Parental advice literature is chock full of guidance about how to deal with temper tantrums.
Don’t give in to the demand. Let the episode play out. Keep the kid safe and simply let the storm pass – walk away and ignore the behavior when possible.
This assumes you’re dealing with a typical tantrum. The kind where the child cries and screams, sits or lies on the floor, maybe rolls around for effect, but essentially stays in one place. Spend more than twenty minutes at Target on a Sunday afternoon and you’ll see at least one excellent example.
I’ve never seen Ben do anything even close to this. Ben’s tantrums are unique enough that the normal parental guidance doesn’t really even make sense.
Chris came up with a fitting way to describe Ben’s tantrums when he coined the term, “the robot rampage.”
A robot rampage is usually triggered by frustration and loss of control: the DVD we’re watching skips or freezes, something goes awry with the train track, we set a limit on something Ben is doing.
The episodes start off with an immediate, reflexive action. He grabs, throws, pushes or hits what ever or who ever is in front of him. Emotion triggers his muscles to react, bypassing cognition entirely. This is the lizard brain at work.
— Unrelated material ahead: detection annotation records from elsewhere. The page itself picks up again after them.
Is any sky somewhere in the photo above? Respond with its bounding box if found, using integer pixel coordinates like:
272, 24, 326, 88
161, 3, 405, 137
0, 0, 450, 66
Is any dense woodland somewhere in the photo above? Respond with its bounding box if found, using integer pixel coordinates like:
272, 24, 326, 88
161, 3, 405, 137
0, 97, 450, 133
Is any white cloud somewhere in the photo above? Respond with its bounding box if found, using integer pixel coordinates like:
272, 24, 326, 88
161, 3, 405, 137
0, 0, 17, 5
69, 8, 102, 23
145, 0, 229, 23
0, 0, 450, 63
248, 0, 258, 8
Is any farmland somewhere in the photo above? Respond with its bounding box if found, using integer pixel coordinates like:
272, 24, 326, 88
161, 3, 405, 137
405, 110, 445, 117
Unlike a lot of children who start to cry at this point, Ben rarely cries during the robot rampage. (Hence the term “robot.”) He often shows surprisingly little emotion except for what I would describe as focused determination combined with controlled panic.
After the initial burst, Ben will, for example, walk – not run - over to something else in the room and throw it, or knock something off a table. A stern reprimand this point tends to throw gasoline on the fire, often causing him to escalate and become more aggressive.
So we just hold him and try to calm him down.
It's hard to know when the worst is over. We've seen him appear calm and have let him out of our grasp, only to have him walk into the next room and attempt to pull a bookshelf down on himself, or throw himself on the pavement of a parking lot, or scratch the face of a playmate.
This strikes me as totally different than what people refer to as children “acting out.” Acting out implies the child is aware of being watched and is performing – in order to get a reaction or make something happen.
Ben’s rampages are indeed some kind of communicative act, but they are not manipulative the way that a typical toddler tantrum is designed to say: “I hate you and you are making my life miserable with your rules and limits.” Ben’s robot rampages seem to be saying, “Help me. I don’t know what else to do.”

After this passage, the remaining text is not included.